Heroin’s reach extends to the children of addicts

At Tracey Maholland’s home in Bethlehem this summer, a typical family scene unfolded.

Her 16-year-old daughter was getting ready for work. Her 10-year-old son played video games in front of the TV. Her youngest was out on a basketball court in the neighborhood.

When the cable guy dropped by the family’s new house, Maholland hurried to help him. It was a typical afternoon picture of a mother and her children, on a sunny day when school was out.

Typical, yet remarkable, considering the rocky path of Maholland’s life: At 37, she is a recovering drug addict who abused both heroin and methamphetamine, even as her three daughters and two sons looked to her to guide them through the pitfalls of childhood.

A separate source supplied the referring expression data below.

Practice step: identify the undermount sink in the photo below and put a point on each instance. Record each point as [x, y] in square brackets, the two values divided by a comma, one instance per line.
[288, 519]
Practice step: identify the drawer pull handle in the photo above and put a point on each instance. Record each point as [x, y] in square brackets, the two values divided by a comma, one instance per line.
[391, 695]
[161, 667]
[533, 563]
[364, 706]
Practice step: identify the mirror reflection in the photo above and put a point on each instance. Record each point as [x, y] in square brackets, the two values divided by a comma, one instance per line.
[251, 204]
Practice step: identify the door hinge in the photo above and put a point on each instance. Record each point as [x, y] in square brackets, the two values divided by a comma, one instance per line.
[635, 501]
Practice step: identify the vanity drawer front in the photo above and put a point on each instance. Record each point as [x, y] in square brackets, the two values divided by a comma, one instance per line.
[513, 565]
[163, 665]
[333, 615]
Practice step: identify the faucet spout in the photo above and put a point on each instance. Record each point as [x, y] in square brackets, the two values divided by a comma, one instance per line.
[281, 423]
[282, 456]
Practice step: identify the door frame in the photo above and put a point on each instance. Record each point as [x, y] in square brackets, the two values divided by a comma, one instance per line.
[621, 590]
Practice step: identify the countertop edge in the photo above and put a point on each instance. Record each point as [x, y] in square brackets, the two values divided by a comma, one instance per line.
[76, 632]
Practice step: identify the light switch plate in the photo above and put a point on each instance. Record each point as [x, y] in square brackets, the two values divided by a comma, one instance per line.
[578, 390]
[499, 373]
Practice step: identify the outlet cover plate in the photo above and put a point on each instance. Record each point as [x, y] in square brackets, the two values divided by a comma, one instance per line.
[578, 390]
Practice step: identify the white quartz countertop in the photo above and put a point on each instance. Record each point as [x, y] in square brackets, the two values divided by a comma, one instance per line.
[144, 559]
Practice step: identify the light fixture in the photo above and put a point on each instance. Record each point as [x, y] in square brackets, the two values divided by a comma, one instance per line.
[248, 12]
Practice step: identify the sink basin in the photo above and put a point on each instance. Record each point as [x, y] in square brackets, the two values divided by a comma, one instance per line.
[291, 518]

Maholland’s children have seen a lot. Domestic violence, unstable homes and their mother going to jail and rehab.

Her eldest, now 20, spent much of her school years being raised by her grandparents. Maholland’s 16-year-old ended up battling addiction of her own. There were days in which, to meet their basic needs, they were forced to rely on relatives or neighbors or to fend for themselves.

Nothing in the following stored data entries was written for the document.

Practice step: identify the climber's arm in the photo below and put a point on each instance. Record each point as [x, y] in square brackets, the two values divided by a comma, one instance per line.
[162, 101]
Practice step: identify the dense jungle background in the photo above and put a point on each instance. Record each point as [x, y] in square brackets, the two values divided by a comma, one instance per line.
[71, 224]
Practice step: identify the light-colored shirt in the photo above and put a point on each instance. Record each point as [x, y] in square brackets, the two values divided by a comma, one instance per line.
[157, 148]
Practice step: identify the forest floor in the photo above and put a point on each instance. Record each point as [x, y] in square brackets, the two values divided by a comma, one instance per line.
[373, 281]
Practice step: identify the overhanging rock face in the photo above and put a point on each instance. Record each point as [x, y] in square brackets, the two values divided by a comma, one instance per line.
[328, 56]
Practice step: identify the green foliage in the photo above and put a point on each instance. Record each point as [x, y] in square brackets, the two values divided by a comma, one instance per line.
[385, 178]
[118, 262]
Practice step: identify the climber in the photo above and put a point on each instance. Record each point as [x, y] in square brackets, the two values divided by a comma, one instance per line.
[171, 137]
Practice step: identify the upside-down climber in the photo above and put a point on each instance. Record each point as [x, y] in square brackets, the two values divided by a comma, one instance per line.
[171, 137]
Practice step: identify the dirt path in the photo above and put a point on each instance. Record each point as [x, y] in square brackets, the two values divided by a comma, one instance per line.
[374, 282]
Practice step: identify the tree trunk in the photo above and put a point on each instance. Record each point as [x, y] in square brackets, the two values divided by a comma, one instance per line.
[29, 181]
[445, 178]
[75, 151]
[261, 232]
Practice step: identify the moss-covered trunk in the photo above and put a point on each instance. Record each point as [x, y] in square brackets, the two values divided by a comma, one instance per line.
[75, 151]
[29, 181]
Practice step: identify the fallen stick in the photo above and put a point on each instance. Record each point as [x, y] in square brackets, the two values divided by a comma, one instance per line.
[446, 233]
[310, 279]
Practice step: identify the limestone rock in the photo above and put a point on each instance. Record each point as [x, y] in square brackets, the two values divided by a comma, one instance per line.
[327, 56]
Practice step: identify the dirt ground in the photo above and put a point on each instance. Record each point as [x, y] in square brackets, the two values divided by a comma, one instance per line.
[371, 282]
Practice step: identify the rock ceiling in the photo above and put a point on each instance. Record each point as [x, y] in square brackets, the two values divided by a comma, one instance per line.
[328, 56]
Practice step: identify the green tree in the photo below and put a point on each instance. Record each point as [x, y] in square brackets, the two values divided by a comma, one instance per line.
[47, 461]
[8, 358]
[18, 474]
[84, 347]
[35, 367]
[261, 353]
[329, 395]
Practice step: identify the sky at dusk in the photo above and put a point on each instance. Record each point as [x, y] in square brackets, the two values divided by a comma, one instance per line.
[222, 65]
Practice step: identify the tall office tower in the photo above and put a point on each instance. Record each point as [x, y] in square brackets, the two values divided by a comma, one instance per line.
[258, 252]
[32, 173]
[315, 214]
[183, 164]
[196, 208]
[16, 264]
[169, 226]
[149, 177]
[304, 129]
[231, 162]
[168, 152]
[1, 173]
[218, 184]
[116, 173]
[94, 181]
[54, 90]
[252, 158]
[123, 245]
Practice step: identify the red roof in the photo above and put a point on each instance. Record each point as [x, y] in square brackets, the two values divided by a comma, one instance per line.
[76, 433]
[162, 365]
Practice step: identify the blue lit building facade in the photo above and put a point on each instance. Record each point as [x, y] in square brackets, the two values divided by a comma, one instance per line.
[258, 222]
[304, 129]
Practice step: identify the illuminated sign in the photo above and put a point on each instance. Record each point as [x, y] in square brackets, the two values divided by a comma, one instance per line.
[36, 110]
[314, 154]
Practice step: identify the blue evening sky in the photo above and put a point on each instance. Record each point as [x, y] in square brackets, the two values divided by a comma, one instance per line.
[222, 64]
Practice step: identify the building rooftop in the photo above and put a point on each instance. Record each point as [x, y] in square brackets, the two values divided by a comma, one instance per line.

“As close as you can come to losing them, I came,” said Maholland, who has been sober nearly 18 months and says her family is doing better than ever. “Before, I didn’t want the kids to see what I was doing. Now, I’m happy and they’re happy because of it.”

Struggles like Maholland’s are only becoming more commonplace, as Pennsylvania grapples with a heroin epidemic fueled by cheap access to the drug and the overprescription of painkillers that act as a gateway. But seldom do families speak publicly about addiction and its impact on children, given the stigma and shame that surrounds it.

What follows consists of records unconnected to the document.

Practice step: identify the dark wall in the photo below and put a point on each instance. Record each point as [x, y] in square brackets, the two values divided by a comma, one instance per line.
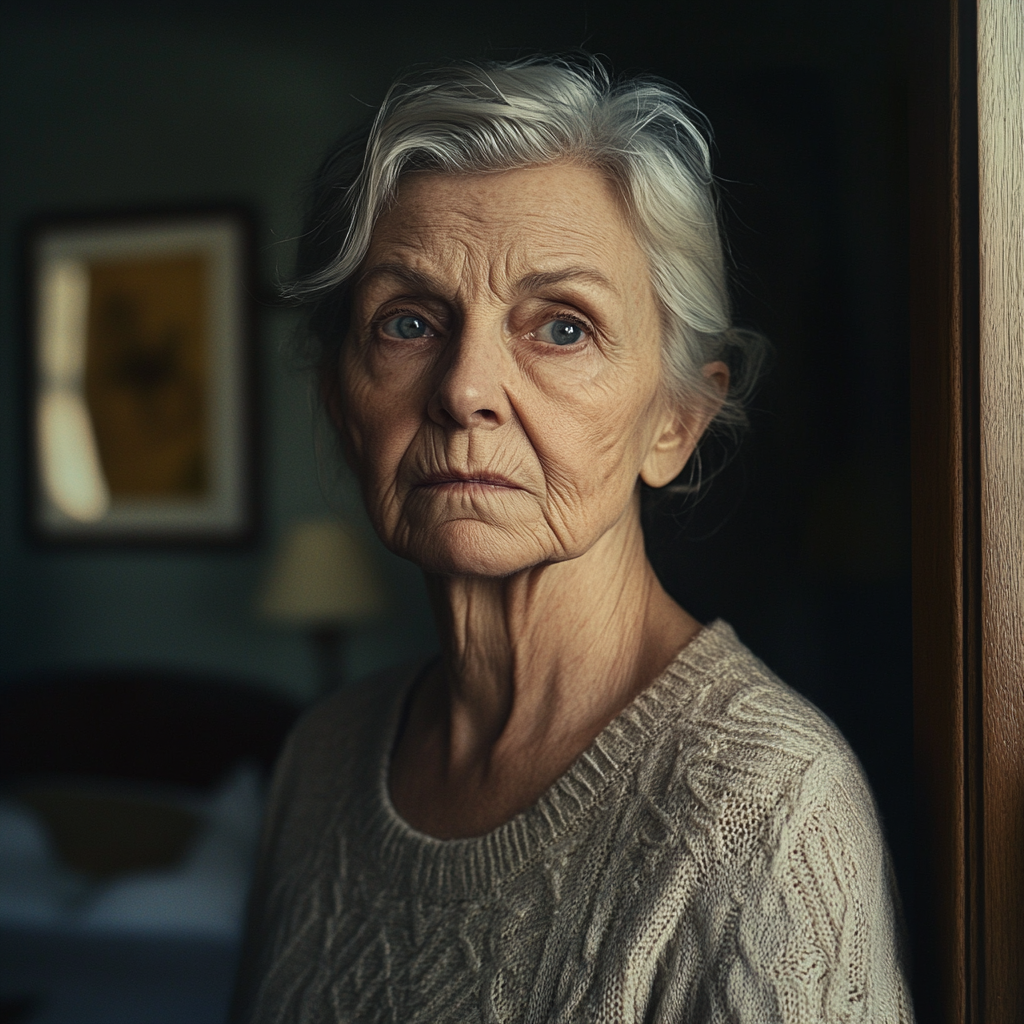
[802, 544]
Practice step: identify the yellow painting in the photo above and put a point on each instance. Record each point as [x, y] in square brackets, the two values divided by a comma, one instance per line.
[146, 374]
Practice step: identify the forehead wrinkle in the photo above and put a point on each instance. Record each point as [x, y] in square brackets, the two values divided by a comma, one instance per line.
[540, 280]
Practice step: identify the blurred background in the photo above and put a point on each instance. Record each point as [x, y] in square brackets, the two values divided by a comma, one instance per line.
[124, 669]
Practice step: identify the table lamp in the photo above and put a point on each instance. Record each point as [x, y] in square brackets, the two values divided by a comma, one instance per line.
[323, 580]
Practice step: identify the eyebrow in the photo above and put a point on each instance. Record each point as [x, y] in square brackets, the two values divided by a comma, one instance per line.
[414, 279]
[541, 280]
[535, 282]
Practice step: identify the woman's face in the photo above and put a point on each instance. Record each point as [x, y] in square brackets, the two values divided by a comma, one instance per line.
[501, 382]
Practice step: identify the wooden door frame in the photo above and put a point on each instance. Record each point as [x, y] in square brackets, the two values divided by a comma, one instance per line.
[967, 304]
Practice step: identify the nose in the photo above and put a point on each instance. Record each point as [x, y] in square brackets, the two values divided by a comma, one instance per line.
[471, 391]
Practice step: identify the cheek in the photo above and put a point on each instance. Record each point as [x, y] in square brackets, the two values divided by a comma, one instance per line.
[594, 435]
[379, 418]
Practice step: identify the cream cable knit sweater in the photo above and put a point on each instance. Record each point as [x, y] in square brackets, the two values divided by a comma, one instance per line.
[714, 856]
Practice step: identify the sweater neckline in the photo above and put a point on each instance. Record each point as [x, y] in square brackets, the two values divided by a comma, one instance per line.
[452, 868]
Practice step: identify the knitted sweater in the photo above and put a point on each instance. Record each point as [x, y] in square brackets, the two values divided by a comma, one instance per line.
[714, 856]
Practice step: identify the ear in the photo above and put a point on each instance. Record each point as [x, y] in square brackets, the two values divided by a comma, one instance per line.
[681, 429]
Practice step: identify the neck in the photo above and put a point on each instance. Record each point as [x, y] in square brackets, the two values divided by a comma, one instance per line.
[553, 652]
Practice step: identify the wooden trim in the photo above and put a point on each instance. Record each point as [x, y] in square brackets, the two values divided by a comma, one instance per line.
[943, 290]
[1000, 153]
[967, 198]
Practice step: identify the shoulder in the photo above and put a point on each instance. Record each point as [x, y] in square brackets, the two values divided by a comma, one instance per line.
[757, 756]
[335, 752]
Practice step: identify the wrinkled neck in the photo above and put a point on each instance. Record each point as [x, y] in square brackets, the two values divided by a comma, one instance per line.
[555, 646]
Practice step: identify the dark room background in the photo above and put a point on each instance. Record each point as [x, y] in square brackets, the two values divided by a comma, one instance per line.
[802, 544]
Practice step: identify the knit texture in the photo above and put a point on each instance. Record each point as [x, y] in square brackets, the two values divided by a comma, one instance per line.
[714, 856]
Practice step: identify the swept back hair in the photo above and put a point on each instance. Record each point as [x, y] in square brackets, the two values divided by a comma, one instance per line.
[478, 118]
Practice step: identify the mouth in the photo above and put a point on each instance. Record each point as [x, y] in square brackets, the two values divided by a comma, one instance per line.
[454, 479]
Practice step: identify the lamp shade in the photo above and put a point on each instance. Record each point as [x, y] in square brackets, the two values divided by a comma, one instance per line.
[322, 574]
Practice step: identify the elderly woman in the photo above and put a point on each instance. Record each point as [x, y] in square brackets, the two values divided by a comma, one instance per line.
[590, 807]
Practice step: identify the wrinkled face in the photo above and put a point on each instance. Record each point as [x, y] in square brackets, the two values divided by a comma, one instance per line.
[501, 383]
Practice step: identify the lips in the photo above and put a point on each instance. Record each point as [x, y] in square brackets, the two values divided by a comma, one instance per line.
[458, 477]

Instead, the story of drug abuse’s reach is often kept to hospital intensive care units, where babies born dependent on opiates cry inconsolably as their first weeks of life are spent in withdrawal. Or in the halls of social work, where caseworkers struggle to keep families together while ensuring that mom or dad’s drug problem doesn’t bring their children harm.

Or in police logs, which document parents who overdose in front of their children, endanger them in unkempt homes or bring them in tow to drug deals. Or in early-morning drug raids, when investigators are surprised to find a young son or daughter living with the person they arrested.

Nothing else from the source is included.